A patient is seen by her physician for drug level monitoring due to management of Factor V Leiden mutation. Final diagnoses: (1) Factor V Leiden mutation, (2) anticoagulation therapy Assign the appropriate codes.

Codes: Z51.81, D68.51, Z79.01 Comments: (1) Code Z51.81 is used to report encounters for therapeutic drug monitoring. (2) Code Z79.01 is assigned to report the long term use of anticoagulants. Reference: ICD-10-CM Coding Handbook, 2014 Revised Edition, p. 133 and pp. 197-198.

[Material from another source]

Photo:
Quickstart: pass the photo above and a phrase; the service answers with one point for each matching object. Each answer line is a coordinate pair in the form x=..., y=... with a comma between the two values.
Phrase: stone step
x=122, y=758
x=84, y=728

A 13-year-old female with adolescent idiopathic scoliosis of the thoracic spine is admitted for correction of spinal curvature via anterior vertebral tethering. Endoscopic instrumentation was then placed and incisions made over every other rib. Right sided vertebral screws were placed sequentially from T4 - T9 and the tethering cord attached to each screw. Left sided vertebral screws were placed sequentially from T10 - L3. The tethering cord was attached to each screw. The cords were tightened until adequate correction was achieved. Assign the appropriate ICD-10-PCS Codes.

Codes:_M41.124,_0PS443Z Comments: M41.124 appropriate describes adolescent idiopathic scoliosis of the thoracic spine. The objective of the procedure is to "reposition" the spine. Therefore, the root operation would be assigned.

How is a bilateral condition coded if no bilateral code is provided?

If no bilateral code is provided and the condition is bilateral, assign separate codes for both the left and right side. If the side is not identified in the medical record, assign the code for the unspecified side.